Linking Polygenic Risk of Schizophrenia to Variation in Magnetic Resonance Imaging Brain Measures: A Comprehensive Systematic Review

Abstract

Abstract Background and hypothesis Schizophrenia is highly heritable, with a polygenic effect of many genes conferring risk. Evidence on whether cumulative risk also predicts alterations in brain morphology and function is inconsistent. This systematic review examined evidence for schizophrenia polygenic risk score (sczPRS) associations with commonly used magnetic resonance imaging (MRI) measures. We expected consistent evidence to emerge for significant sczPRS associations with variation in structure and function, specifically in frontal, temporal, and insula cortices that are commonly implicated in schizophrenia pathophysiology. Study Design In accordance with Preferred Reporting Items for Systematic Reviews and Meta-Analyses (PRISMA) guidelines, we searched MEDLINE, Embase, and PsycINFO for peer-reviewed studies published between January 2013 and March 2022. Studies were screened against predetermined criteria and National Institutes of Health (NIH) quality assessment tools.

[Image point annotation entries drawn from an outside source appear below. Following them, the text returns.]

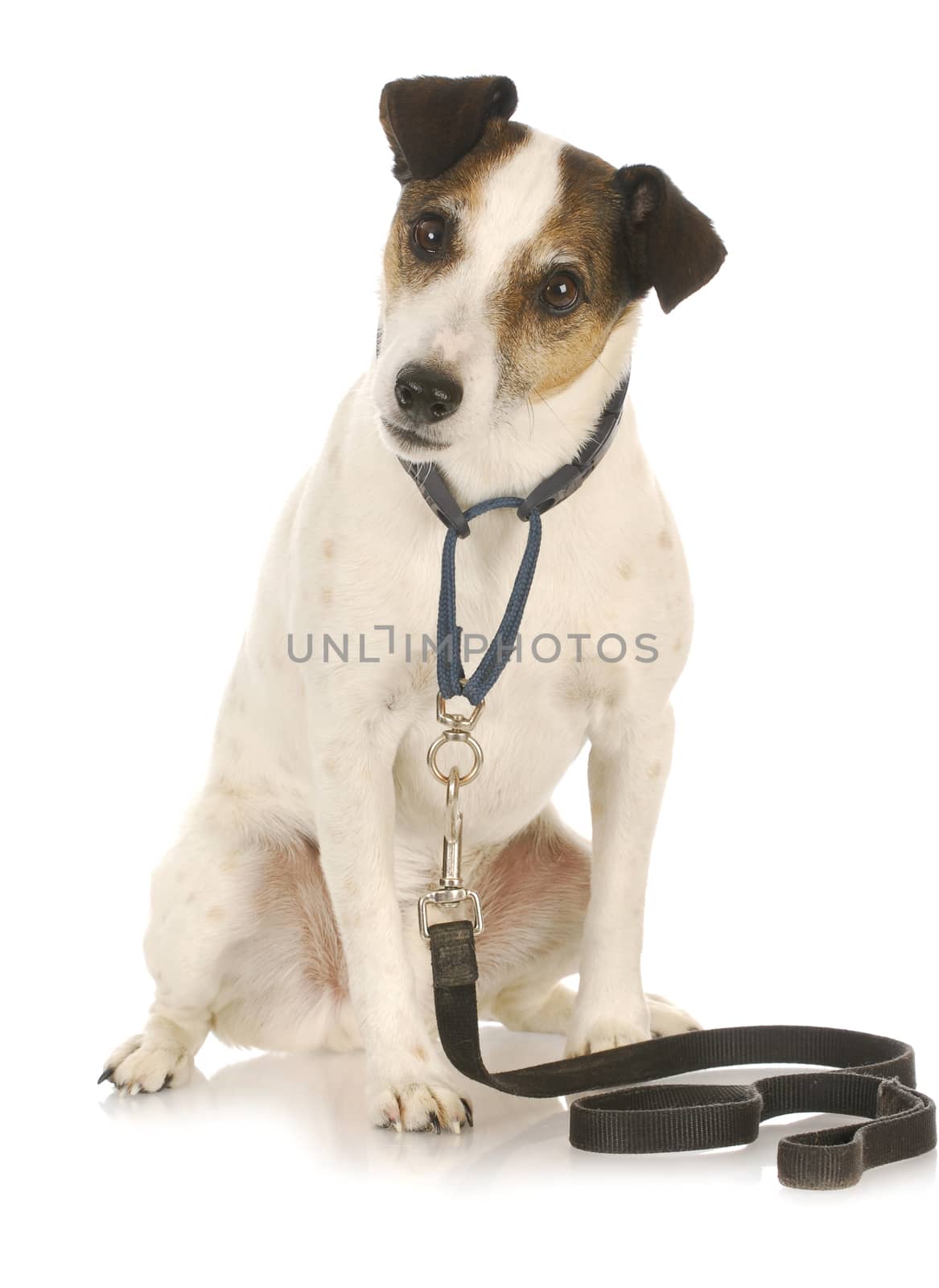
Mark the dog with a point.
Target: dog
(283, 918)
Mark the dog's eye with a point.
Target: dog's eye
(428, 233)
(561, 293)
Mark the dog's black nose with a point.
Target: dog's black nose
(426, 394)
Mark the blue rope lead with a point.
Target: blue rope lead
(450, 674)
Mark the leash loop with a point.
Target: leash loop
(870, 1077)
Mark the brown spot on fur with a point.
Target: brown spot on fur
(293, 892)
(535, 895)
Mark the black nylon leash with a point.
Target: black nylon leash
(871, 1077)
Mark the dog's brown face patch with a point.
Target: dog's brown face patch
(508, 275)
(536, 348)
(455, 195)
(542, 349)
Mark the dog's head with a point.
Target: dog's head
(512, 261)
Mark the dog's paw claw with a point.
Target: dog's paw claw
(141, 1066)
(422, 1107)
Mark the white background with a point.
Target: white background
(195, 201)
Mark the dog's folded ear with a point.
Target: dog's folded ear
(432, 122)
(671, 245)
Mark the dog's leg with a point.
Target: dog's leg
(628, 770)
(407, 1086)
(197, 910)
(535, 898)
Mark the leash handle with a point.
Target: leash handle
(871, 1077)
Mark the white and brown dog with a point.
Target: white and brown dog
(285, 916)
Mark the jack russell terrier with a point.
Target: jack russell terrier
(285, 914)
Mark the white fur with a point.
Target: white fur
(338, 751)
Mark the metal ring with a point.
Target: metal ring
(455, 736)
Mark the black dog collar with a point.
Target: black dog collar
(551, 491)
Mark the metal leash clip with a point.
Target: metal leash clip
(451, 889)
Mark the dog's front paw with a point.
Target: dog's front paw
(604, 1027)
(420, 1105)
(139, 1064)
(604, 1034)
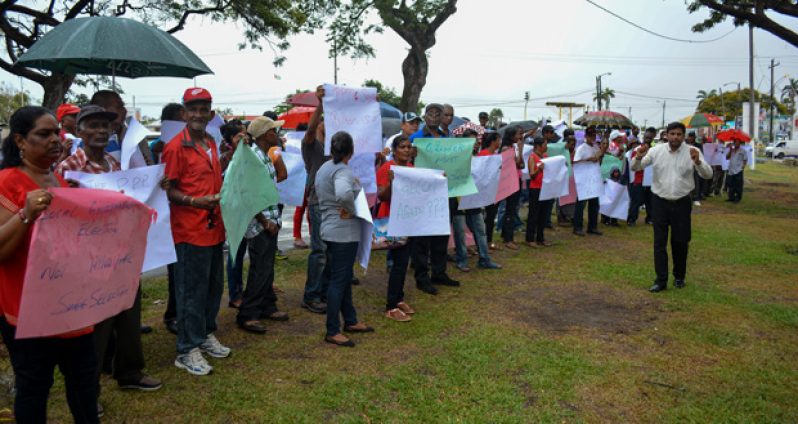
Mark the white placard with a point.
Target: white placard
(362, 166)
(363, 214)
(419, 203)
(144, 185)
(555, 178)
(131, 156)
(614, 202)
(589, 183)
(292, 189)
(486, 171)
(356, 111)
(170, 129)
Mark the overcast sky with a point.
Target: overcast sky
(489, 53)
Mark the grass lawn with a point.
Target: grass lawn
(565, 334)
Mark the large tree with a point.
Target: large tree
(265, 22)
(416, 22)
(754, 12)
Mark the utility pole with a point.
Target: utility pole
(526, 103)
(772, 66)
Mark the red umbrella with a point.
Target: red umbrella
(734, 135)
(296, 116)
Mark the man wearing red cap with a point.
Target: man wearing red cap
(193, 169)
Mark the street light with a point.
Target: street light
(598, 88)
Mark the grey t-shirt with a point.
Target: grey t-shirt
(313, 155)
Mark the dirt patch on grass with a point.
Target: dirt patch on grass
(569, 308)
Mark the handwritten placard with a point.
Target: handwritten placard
(508, 179)
(614, 202)
(589, 183)
(555, 178)
(144, 185)
(419, 203)
(485, 171)
(356, 111)
(451, 155)
(84, 262)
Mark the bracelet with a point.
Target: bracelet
(25, 220)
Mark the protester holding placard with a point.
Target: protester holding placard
(29, 153)
(589, 151)
(94, 124)
(674, 163)
(536, 218)
(195, 174)
(512, 140)
(259, 300)
(336, 189)
(315, 297)
(395, 308)
(490, 145)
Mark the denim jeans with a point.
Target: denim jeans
(34, 361)
(199, 283)
(397, 275)
(341, 257)
(259, 299)
(476, 224)
(235, 273)
(316, 284)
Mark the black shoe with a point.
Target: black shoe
(171, 325)
(427, 288)
(446, 282)
(656, 288)
(254, 327)
(315, 307)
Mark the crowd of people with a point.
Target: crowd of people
(43, 145)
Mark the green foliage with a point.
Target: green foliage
(11, 99)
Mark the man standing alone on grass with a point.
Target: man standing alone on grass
(674, 163)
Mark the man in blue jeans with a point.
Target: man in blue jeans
(315, 296)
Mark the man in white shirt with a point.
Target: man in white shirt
(674, 163)
(589, 151)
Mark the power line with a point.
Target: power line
(681, 40)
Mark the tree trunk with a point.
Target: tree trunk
(414, 69)
(55, 88)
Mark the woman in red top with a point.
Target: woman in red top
(490, 146)
(536, 220)
(396, 308)
(29, 152)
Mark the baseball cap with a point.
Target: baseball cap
(195, 94)
(95, 111)
(410, 117)
(65, 110)
(261, 125)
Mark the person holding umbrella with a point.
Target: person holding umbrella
(674, 163)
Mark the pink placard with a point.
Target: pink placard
(571, 197)
(84, 261)
(508, 180)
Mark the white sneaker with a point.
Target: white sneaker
(193, 362)
(213, 347)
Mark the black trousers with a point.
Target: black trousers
(125, 327)
(396, 279)
(508, 219)
(429, 254)
(259, 299)
(736, 186)
(34, 361)
(490, 220)
(536, 217)
(671, 216)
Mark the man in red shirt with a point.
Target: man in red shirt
(193, 169)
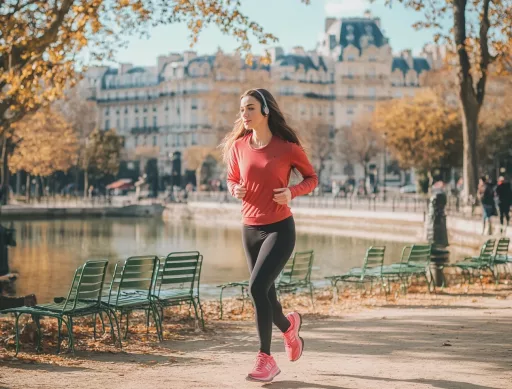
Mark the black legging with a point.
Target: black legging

Study Results In total, 57 studies of T1-weighted structural, diffusion, and functional MRI were included (age range = 9–80 years, Nrange = 64–76 644). We observed moderate, albeit preliminary, evidence for higher sczPRS predicting global reductions in cortical thickness and widespread variation in functional connectivity, and to a lesser extent, region-specific reductions in frontal and temporal volume and thickness. Conversely, sczPRS does not predict whole-brain surface area or gray/white matter volume. Limited evidence emerged for sczPRS associations with diffusion tensor measures of white matter microstructure in a large community sample and smaller cohorts of children and young adults. These findings were broadly consistent across community and clinical populations. Conclusions Our review supports the hypothesis that schizophrenia is a disorder of disrupted within and between-region brain connectivity, and points to specific whole-brain and regional MRI metrics that may provide useful intermediate phenotypes.